Artinya: Gina adalah lambang mengetahui, Uli merah dan Uli putih adalah lambang
kegembiraan yang terang, bhakti terhadap guru rupaka (ayah-ibu), Dodol adalah lambang
pikiran menjadi setia, wajik adalah lambang kesenangan mempelajari sastra, Bantal adalah
lambang dari hasil yang sungguh-sungguh dan tidak, dan Satuh adalah lambang patut yang
ditirukan.
“Sedah who, nga; hiking mangde hita wasana, ngaraning matut halyus hasanak, makadang
mitra, kasih kumasih“.
Artinya: Sirih dan pinang itu lambang dari yang membuatnya kesejahteraan/kerahayuan,
berawal dari dasar pemikirannya yang baik, cocok dengan keadaannya, bersaudara dalam
keluarga, bertetangga dan berkawan.
Demikian kupasan banten Pejati baik (upakara) maupun kajian filosofisnya, sehingga dengan
pemahaman ini dapat menumbuhkan kesadaran, keyakinan, dan kemantapan umat Hindu
dalam membuat dan menghaturkan Banten Pejati dan melaksanakan ajaran agama Hindu
yang penuh dengan simbol-simbol, sehingga dapat mengikis dogma “Anak Mula Keto” di
masa yang akan datang.
Tambahan :
*) DAKSINA
Ada yang namanya daksina linggih merupakan daksina sebagai simbol “pelinggihan Ida
Bhatara” tidak memakai tegteg, peras, dan ajuman. Juga telor diganti dengan tingkih.

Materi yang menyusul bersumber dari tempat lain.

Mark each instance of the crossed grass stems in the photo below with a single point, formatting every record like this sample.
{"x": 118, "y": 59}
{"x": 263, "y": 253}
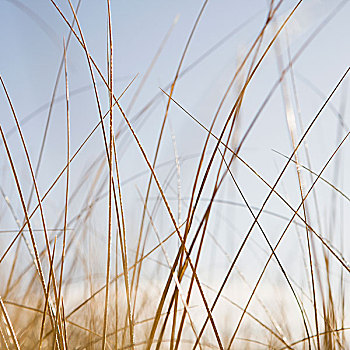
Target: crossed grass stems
{"x": 185, "y": 263}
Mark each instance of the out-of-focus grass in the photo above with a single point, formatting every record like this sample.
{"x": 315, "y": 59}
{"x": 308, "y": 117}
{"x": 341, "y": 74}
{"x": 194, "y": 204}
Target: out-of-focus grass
{"x": 180, "y": 265}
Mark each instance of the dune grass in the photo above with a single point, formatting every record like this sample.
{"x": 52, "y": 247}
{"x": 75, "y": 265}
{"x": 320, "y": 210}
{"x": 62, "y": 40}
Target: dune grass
{"x": 199, "y": 249}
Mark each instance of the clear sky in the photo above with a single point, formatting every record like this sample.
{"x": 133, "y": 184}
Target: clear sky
{"x": 31, "y": 48}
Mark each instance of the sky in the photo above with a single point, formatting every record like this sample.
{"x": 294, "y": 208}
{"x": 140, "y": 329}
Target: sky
{"x": 31, "y": 43}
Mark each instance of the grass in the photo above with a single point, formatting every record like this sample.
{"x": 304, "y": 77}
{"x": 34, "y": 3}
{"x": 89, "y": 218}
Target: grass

Kemudian wakul serembengnya dibungkus kain putih kuning.
Dengan demikian maka daksina (baik daksina alit, pekala-kalaan dan krepa) adalah simbol
Sanghyang Widhi, stana Sanghyang Widhi, sarana inti yadnya, persembahan terima kasih,
dan pesaksi.
**)SESANTUN
Adalah sesayut pengambian terdiri dari:
Menyalakan dupa:
Om Ang dupam samarpayami ya namah svaha
Ya Tuhan, hamba puja Engkau dalam sinar suciMu sebagai Brahma, pengantar bhakti hamba
kepadaMu.
Menghaturkan dupa:
Om Ang dupa dipastra ya namah svaha
Ya Tuhan, hamba puja Engkau sebagai Brahma, hamba mohon ketajaman sinar sucimu
dalam menyucikan dan menjadi saksi sembah hamba kepadaMu.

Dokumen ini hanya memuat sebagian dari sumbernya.